Collaborative Effort in Cary Square Will Restore Green Space, Enlarge Garden for Somalis

Some 15 years ago, Brandon Menjares and Frank Souza spent most days in the wide-open field off of Temple Emanuel in Cary Square.

It was one of the few open green spaces in the neighborhood where they could play baseball, throw the football around or play capture.

It was a getaway, both said last week.

“That bush right there, that’s the place where I first got the wind knocked out of me big time when I got tackled playing football here,” said Menjares. “We played here every day, all the time. Everybody came here almost every day.”

Both, however, said they were surprised to come back a little over a week ago and found the lot unused and severely overgrown with weeds.

It didn’t stay that way very long.

That’s because both young men, now 20 and 22, had come back with about 20 other AmeriCorps YouthBuild members – under the blessing of the Temple – to turn the lot back into a neighborhood gem, including a passive park, more neighborhood garden space for Somalian refugees and a manicured open field.

“I grew up on Bloomingdale Street and this was such an important place for us to play, but when I came back the other day it was overgrown and no one was using it anymore,” Menjares said. “This is good for us to come back because we can bring it back and then maybe that will bring back the young people – give them a place like we had, but even better. Even though there are a lot of parks now, there are no wide open spaces like this.”
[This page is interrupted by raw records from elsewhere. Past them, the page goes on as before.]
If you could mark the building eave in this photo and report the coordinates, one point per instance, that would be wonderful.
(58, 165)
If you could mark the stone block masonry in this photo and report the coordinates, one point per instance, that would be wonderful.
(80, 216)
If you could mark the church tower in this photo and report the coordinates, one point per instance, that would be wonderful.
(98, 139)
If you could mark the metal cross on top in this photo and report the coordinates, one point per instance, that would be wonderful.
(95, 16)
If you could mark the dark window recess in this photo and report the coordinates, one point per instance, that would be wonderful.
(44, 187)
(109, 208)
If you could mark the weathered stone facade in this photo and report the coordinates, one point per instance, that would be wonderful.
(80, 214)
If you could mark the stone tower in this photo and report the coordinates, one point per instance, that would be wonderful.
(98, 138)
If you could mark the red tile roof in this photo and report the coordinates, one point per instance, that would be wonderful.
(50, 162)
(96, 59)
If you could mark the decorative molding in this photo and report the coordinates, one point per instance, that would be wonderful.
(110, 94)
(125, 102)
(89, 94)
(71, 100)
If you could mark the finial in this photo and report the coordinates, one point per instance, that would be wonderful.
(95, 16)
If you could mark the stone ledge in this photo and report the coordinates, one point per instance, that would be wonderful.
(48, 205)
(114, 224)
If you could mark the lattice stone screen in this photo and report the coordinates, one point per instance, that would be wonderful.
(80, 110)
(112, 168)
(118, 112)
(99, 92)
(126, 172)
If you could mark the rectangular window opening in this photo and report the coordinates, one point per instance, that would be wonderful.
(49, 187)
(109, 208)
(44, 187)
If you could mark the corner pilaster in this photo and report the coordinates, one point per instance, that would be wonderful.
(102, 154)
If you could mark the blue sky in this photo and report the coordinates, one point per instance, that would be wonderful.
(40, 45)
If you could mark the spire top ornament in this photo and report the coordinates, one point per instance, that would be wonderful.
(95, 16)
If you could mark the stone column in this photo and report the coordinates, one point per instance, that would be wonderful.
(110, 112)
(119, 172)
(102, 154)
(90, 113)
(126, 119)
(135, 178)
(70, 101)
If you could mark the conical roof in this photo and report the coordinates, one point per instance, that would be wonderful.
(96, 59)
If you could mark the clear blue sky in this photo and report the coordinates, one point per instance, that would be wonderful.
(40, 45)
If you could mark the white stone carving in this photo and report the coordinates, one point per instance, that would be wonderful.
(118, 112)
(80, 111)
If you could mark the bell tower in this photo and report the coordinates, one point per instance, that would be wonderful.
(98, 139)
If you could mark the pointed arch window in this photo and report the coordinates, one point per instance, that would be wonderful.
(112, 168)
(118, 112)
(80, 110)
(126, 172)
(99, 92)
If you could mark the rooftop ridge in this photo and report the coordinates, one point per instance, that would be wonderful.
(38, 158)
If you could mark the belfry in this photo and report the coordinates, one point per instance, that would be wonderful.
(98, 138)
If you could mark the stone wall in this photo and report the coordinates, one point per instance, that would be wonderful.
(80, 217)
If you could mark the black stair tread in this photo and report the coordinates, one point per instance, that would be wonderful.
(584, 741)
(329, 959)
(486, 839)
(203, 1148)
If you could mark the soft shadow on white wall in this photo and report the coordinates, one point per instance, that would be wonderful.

Added Souza, “This place was totally overgrown and we’re going to transform it into something you can use again. I grew up across the street from here. It was the only wide-open green space we had. If a lot of the guys weren’t here all the time playing sports, they would have probably gotten into drugs or worse.”

Members of YouthBuild – a division of Just-A-Start – are almost 80 percent Chelsea residents, said coordinators Sal Mancini and Robbie Sanders, and are in a program that allows them to get their high school diploma and earn money to use for high education. The non-profit has been striving to get more involved in Chelsea over the last couple of years, and seems to have struck gold in coming together with the Chelsea Collaborative on community service projects.

Roseann Bongiovanni of the Chelsea Collaborative said the project grew out of an outreach effort from the Temple, specifically Ellen Rovner and Marlene Demko.

“I am a member of the Temple and I just saw how underutilized this lot beside the Temple was and thought it should be used for something,” she said. “So, about five or six years ago I asked Roseann if we could put a community garden here. She wasn’t sure if it would fly and if it would be able to be maintained. However, she did tell us that the Somali Bantu refugees in Chelsea needed a place to meet and to garden.”

Said Bongiovanni, “The Bantu refugees needed a place to meet for Madrasa (an educational meeting in the Islamic faith) and because the Temple was unfortunately underutilized, we thought they could meet there. In the end, the decision was to have them start with a community garden and go from there.”

So, some two years ago, three garden plots were carved out of the open lot and began to be used for the Bantu garden project.

That was a modest success, but this summer that project and the entire open lot renovation really took off with the addition of Youth Build.

Now, the Bantu refugees will have three additional beds to plant in, which organizers said it a tremendous help.

“It’s very important for these refugees to be able to grow their own food because they’ve always been farmers and they have a problem here getting access to fresh foods,” said Aweis Hussein, a community organizer with the Collaborative. “Many of them depend upon food stamps and it’s not enough to support a family. To have them be able to grow their own food, that’s been great for them. They already knew how to farm, they just needed a place. Now, they will have double the space.”

Rovner said the Temple sees the project in its side yard as one group of older immigrants reaching out to those who are newer immigrants.

“This Temple is an older immigrant community and has been here 80 or 90 years,” she said. “It’s isolated in a way because most of the people around are newer immigrants. Those in the Temple are the children of immigrants who came here years ago. We felt that maybe we can bring them together. There’s a Hebrew saying of ‘Tikkum Olam,’ which means to repair the world. One way to do that is to build bridges, and we believe we’re doing that here this week.”